Müssen die Netzwerke nun all ihre Seiten auf strafbare Inhalte durchkämmen?

Nein, sie müssen dem BKA nur dann Hass-Postings mit Volksverhetzungen und Morddrohungen melden, wenn es eine konkrete Beschwerde gibt und das Posting daraufhin gelöscht wird. 

Nehmen wir an, ich werde bei Facebook bedroht: „Noch so ein Text und Du bist Hackfleisch“. Ich beschwere mich deshalb bei Facebook. Das Posting wird gelöscht und das BKA informiert. Was macht das BKA künftig mit so einer Meldung?

Wenn das Posting unter dem Klarnamen des Verfassers erfolgt ist, wird das BKA den Fall an die zuständige Staatsanwaltschaft am Wohnort des mutmaßlichen Täters weiterleiten, die dann die konkreten Ermittlungen aufnimmt. 

Wie geht das BKA vor, wenn der Hetzer ein Pseudonym wie „Hitler-2“ benutzt?

Facebook muss dem BKA auch melden, mit welcher IP-Adresse der Nutzer zuletzt unterwegs war. Das BKA kann dann bei den Internet-Providern - etwa der Deutschen Telekom - abfragen, welchem Nutzer diese IP-Adresse zu diesem Zeitpunkt zugeteilt war. Der Provider muss dem BKA den Namen und die Adresse des Kunden mitteilen.

Mit wie vielen Meldungen ans BKA ist zu rechnen?

Mein Ministerium hält 250.000 Meldungen pro Jahr für realistisch. Ich gehe aber davon aus, dass die Zahl langfristig sinkt. Denn wenn künftig strafrechtliche Sanktionen drohen und durchgesetzt werden, hat das auch einen abschreckenden Effekt. 

Ist die Äußerung von Hass nicht auch von der Meinungsfreiheit geschützt?

Die Meinungsfreiheit endet dort, wo das Strafrecht beginnt. Wenn Sie mit Gewalt bedroht werden, ist das eine strafbare Handlung, kein freier Diskurs. Mir geht es um den Schutz der Meinungsfreiheit. Vor allem um den Schutz derjenigen, die durch Hetze und Drohungen eingeschüchtert werden und sich zurückziehen. Wir dürfen das Feld nicht den Hetzern überlassen, sonst gerät unsere Demokratie in Gefahr. 
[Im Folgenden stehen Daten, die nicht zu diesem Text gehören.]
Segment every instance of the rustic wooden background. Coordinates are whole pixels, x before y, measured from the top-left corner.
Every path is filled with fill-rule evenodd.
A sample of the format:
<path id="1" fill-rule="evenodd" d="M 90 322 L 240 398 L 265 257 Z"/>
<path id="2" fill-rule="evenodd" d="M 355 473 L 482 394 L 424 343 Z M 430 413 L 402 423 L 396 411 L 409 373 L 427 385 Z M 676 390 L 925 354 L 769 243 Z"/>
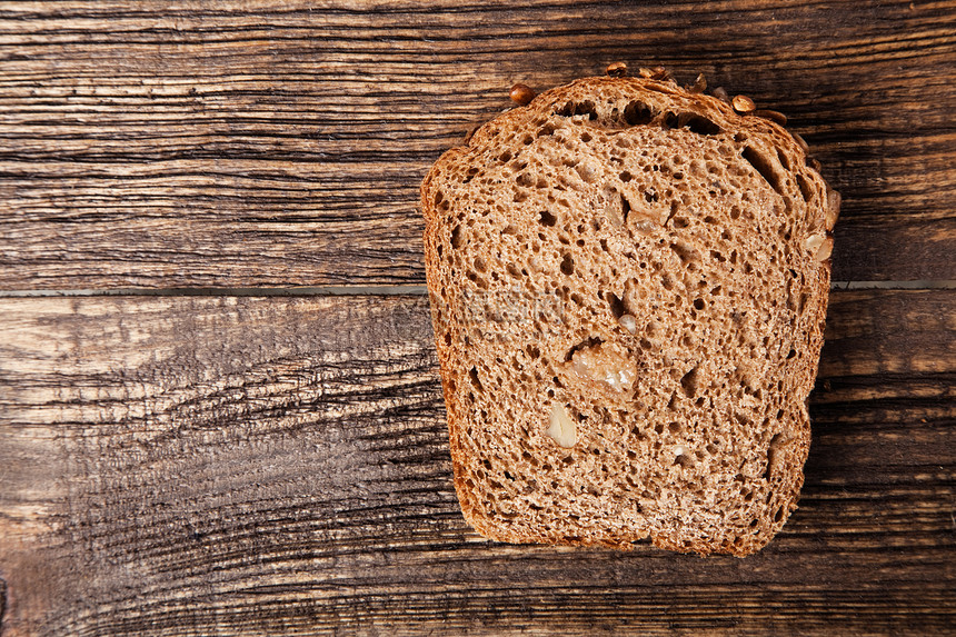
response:
<path id="1" fill-rule="evenodd" d="M 844 195 L 799 510 L 701 559 L 486 541 L 427 167 L 608 62 Z M 956 2 L 0 2 L 0 634 L 956 630 Z"/>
Finden Sie es richtig, dass ein amerikanisches Privatunternehmen wie Facebook entscheidet, ob es in Deutschland Strafverfolgung gibt oder nicht?

Das soziale Netzwerk meldet, wenn ein Post wegen eines strafbaren Inhalts gelöscht wurde, nicht mehr und nicht weniger. Ob die Tat angeklagt wird, entscheidet die deutsche Staatsanwaltschaft. Ob die Tat verurteilt wird, entscheidet ein deutsches Gericht. 

Zu wievielen Ermittlungsverfahren werden die geschätzten 250.000 Meldungen der Netzwerke führen?

Meine Fachleute rechnen mit rund 150.000 zusätzlichen Ermittlungsverfahren bundesweit. Ich gehe davon aus, dass auch diese Zahl langfristig deutlich sinken wird. 

Sind BKA und Justiz damit nicht überfordert?

Wir müssen Polizei und Justiz natürlich entsprechend ausstatten. Das BKA wird 252 neue Mitarbeiter bekommen. Und für die Justiz der Bundesländer haben wir einen Mehrbedarf von 265 Stellen bei Staatsanwaltschaften und Gerichten geschätzt.